The Connecticut quarter's reverse celebrates "The Charter Oak" tree, which proved to be a good hiding place.
The Connecticut quarter, the last 50 State Quarters™ Program coin issued in 1999, features "The Charter Oak": an integral part of Connecticut's heritage and existence. If not for the famed "Charter Oak", Connecticut - and this country in general - might be a very different place than it is today!
On the night of October 31, 1687, Connecticut's Charter was put to a test. A British representative for King James II, challenged Connecticut's government structure and demanded its surrender. In the middle of the heated discussion, with the Charter on the table between the opposing parties, the candles were mysteriously snuffed out, darkening the room. When visibility was reestablished, the Connecticut Charter had vanished. Heroic Captain Joseph Wadsworth saved the Charter from the hands of the British and concealed it in the safest place he could find - in a majestic white oak. This famous tree, "The Charter Oak," finally fell during a great storm on August 21, 1856.
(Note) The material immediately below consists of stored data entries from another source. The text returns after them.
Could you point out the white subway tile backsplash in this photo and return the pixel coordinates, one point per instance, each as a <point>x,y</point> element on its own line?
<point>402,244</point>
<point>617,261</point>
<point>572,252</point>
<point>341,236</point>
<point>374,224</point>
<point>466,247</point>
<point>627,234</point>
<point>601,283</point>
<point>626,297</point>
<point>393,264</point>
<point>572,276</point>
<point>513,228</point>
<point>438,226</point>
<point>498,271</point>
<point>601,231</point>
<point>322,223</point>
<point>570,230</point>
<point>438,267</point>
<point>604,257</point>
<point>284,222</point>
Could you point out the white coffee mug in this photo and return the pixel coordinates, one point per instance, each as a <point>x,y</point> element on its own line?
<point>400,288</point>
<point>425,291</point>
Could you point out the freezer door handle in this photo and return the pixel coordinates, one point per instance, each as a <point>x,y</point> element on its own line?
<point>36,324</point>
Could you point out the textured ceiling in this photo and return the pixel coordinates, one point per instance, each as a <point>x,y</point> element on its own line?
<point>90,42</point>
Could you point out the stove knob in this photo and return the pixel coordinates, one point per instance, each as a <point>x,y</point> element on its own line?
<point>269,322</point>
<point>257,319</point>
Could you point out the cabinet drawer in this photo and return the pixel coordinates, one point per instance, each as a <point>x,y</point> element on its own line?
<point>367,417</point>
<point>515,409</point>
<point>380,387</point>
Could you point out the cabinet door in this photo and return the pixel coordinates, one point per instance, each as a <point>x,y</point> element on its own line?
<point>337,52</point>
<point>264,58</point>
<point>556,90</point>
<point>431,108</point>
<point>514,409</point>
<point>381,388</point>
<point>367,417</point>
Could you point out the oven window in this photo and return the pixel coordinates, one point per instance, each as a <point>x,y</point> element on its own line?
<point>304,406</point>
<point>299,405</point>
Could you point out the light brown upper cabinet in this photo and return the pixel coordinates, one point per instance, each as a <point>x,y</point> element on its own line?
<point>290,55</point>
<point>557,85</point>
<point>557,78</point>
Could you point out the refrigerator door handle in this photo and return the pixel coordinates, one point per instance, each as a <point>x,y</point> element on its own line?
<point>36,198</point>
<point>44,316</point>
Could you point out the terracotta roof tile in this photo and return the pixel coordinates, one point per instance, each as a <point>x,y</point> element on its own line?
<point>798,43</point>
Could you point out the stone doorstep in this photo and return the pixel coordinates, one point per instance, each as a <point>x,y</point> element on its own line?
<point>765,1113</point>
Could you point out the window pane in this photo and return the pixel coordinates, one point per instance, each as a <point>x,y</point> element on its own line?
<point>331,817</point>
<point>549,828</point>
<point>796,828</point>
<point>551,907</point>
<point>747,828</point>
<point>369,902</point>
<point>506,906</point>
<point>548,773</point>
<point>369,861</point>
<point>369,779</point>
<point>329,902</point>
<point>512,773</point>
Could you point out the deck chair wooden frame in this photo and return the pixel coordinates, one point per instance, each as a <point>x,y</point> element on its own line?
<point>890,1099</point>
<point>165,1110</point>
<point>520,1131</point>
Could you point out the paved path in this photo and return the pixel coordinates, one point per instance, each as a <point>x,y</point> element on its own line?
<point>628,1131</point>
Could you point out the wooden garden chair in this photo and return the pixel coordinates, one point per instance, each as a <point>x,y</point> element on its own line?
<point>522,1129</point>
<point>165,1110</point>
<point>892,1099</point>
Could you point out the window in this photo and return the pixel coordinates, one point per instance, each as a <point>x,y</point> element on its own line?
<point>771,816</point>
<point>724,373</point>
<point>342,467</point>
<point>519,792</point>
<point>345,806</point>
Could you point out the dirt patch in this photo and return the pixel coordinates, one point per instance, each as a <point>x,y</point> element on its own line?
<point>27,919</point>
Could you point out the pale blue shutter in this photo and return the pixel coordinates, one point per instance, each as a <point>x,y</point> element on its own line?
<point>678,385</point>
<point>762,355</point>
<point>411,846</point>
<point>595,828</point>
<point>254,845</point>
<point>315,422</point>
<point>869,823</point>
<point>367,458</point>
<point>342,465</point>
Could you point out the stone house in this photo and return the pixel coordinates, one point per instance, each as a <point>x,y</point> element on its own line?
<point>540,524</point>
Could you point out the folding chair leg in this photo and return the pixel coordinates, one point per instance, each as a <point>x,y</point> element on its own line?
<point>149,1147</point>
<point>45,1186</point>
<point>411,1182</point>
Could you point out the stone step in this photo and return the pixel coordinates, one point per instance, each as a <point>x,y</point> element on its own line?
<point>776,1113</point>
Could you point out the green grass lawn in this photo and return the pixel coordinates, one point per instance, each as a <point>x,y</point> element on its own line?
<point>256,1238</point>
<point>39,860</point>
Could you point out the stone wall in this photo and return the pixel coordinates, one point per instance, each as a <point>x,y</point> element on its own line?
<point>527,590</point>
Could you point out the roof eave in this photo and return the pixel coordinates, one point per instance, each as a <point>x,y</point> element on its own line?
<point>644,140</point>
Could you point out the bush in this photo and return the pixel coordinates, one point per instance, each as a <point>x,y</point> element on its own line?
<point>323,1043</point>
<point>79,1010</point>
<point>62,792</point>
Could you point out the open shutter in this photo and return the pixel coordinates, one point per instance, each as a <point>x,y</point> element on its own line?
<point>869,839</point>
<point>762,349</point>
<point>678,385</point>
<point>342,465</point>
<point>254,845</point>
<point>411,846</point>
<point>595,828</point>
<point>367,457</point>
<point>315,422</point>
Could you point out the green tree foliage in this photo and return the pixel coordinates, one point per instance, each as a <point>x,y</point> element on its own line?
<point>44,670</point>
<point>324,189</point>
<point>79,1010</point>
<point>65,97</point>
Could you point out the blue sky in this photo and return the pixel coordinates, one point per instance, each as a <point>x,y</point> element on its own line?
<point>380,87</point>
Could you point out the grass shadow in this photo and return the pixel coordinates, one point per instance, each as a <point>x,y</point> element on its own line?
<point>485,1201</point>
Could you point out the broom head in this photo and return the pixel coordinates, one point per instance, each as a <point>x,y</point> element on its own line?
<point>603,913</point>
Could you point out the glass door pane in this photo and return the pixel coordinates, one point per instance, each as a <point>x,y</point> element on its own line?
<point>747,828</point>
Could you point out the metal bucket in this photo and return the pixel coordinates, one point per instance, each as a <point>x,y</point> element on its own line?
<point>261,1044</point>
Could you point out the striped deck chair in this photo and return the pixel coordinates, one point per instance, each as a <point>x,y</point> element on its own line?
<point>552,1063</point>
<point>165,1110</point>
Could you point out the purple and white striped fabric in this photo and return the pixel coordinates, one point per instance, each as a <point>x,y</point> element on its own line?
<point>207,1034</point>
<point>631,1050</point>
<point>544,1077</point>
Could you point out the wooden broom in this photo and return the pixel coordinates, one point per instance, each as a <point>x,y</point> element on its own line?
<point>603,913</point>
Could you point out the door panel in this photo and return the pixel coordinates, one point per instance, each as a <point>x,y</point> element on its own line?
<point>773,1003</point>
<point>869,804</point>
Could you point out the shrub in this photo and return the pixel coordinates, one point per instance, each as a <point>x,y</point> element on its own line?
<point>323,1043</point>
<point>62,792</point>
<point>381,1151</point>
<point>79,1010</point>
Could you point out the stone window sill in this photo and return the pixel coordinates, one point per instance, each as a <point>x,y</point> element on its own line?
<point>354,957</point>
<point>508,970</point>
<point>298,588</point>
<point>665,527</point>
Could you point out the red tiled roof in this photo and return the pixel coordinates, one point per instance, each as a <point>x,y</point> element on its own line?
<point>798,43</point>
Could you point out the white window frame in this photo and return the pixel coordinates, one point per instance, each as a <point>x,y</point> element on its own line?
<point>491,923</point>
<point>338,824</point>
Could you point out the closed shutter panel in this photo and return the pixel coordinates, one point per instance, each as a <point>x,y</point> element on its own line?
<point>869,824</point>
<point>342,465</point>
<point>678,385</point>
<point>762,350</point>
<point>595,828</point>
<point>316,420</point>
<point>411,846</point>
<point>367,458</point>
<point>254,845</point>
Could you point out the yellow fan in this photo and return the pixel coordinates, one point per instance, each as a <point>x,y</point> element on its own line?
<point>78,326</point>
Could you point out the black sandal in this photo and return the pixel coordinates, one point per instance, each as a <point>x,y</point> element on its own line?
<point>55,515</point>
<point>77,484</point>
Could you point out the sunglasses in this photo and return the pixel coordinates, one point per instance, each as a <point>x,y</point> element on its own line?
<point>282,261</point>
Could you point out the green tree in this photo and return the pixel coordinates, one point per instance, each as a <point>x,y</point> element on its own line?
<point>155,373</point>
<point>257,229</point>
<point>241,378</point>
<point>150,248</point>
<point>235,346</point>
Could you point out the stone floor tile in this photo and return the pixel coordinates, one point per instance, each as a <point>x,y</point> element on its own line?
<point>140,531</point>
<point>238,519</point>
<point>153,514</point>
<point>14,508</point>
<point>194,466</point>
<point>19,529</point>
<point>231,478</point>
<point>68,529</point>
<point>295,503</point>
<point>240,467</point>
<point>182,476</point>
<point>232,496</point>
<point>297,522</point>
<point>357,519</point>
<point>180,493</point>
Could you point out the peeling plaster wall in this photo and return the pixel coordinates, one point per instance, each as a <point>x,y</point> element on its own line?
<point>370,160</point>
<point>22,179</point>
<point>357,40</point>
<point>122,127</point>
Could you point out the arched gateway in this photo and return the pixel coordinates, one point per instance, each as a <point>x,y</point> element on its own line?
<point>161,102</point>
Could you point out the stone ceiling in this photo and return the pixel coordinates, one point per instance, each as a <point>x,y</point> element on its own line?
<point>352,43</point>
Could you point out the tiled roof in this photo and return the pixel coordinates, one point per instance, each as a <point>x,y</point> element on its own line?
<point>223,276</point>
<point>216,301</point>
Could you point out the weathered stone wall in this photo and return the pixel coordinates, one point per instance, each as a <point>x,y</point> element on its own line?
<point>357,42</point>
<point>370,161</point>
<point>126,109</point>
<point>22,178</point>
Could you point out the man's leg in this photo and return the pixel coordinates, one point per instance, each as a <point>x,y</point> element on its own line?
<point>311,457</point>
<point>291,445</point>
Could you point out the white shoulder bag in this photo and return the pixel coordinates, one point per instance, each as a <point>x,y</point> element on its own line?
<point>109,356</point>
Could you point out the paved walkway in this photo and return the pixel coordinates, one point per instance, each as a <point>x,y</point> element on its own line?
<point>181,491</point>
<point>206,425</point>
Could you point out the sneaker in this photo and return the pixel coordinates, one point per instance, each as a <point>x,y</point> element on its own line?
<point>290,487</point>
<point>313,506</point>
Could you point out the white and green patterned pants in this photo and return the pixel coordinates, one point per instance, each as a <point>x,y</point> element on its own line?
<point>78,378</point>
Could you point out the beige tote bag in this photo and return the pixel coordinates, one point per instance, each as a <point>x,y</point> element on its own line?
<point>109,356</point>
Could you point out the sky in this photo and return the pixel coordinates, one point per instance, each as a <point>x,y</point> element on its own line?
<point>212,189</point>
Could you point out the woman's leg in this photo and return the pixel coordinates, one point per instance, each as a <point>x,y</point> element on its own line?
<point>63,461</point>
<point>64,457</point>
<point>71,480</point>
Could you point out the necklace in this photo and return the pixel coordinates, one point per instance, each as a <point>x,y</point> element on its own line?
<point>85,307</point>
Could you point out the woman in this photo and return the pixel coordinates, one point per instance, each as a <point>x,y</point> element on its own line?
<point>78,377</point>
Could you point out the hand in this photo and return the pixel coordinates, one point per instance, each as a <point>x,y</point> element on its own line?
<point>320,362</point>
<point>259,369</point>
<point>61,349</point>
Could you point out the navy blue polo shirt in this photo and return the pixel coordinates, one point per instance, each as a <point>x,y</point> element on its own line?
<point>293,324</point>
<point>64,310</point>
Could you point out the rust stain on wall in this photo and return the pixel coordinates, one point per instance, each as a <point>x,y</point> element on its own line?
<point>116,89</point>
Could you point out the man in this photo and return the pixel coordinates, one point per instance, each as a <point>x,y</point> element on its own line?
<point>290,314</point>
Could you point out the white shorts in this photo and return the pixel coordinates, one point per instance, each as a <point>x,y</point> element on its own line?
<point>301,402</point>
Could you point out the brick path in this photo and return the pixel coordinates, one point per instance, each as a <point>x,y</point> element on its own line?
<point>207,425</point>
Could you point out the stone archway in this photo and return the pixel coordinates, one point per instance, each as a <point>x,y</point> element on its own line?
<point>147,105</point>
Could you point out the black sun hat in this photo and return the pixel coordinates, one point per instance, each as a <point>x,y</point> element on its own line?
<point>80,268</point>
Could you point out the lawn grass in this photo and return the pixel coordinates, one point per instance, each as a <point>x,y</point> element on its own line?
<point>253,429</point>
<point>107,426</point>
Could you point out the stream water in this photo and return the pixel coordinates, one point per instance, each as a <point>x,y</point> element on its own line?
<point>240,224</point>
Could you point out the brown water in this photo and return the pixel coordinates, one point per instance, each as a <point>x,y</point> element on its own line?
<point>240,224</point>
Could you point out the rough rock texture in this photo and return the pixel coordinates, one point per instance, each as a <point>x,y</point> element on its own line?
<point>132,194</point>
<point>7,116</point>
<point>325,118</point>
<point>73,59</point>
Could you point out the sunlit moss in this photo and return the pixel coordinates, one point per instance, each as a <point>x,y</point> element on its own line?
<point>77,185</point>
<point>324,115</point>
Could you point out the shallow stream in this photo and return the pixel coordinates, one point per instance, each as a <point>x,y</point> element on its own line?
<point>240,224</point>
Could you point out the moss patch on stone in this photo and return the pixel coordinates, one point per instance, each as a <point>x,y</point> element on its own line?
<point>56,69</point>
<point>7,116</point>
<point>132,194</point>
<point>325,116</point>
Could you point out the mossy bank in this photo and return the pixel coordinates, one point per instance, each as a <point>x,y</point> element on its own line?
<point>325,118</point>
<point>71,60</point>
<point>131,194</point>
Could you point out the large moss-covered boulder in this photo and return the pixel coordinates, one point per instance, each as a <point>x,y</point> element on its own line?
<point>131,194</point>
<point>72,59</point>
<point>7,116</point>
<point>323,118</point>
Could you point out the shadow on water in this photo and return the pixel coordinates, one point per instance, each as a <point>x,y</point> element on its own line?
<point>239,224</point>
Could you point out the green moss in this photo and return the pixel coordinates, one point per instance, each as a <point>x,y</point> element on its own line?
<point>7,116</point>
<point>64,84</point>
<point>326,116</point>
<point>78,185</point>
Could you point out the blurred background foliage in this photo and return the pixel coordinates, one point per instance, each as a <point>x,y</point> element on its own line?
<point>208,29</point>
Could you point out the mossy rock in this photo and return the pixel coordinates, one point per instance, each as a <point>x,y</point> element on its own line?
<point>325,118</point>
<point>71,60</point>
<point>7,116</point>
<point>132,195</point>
In a press release issued February 3, 1998, Governor John G. Rowland announced the Connecticut Coin Design Competition. More than 112 citizens ranging from ages six to 87 from 46 cities and towns submitted design concept entries to the Connecticut Commission on the Arts. Nineteen entrants submitted renditions of the Charter Oak and five of those were selected and forwarded to the U.S. Mint. Following the required review and approval process, three designs were returned to Governor Rowland for consideration. The Connecticut Commemorative Coin Design Competition Review Committee, with the governor's approval, unanimously selected the Connecticut circulating quarter design. Twenty-three people from 18 towns received honorable mentions for their design concepts.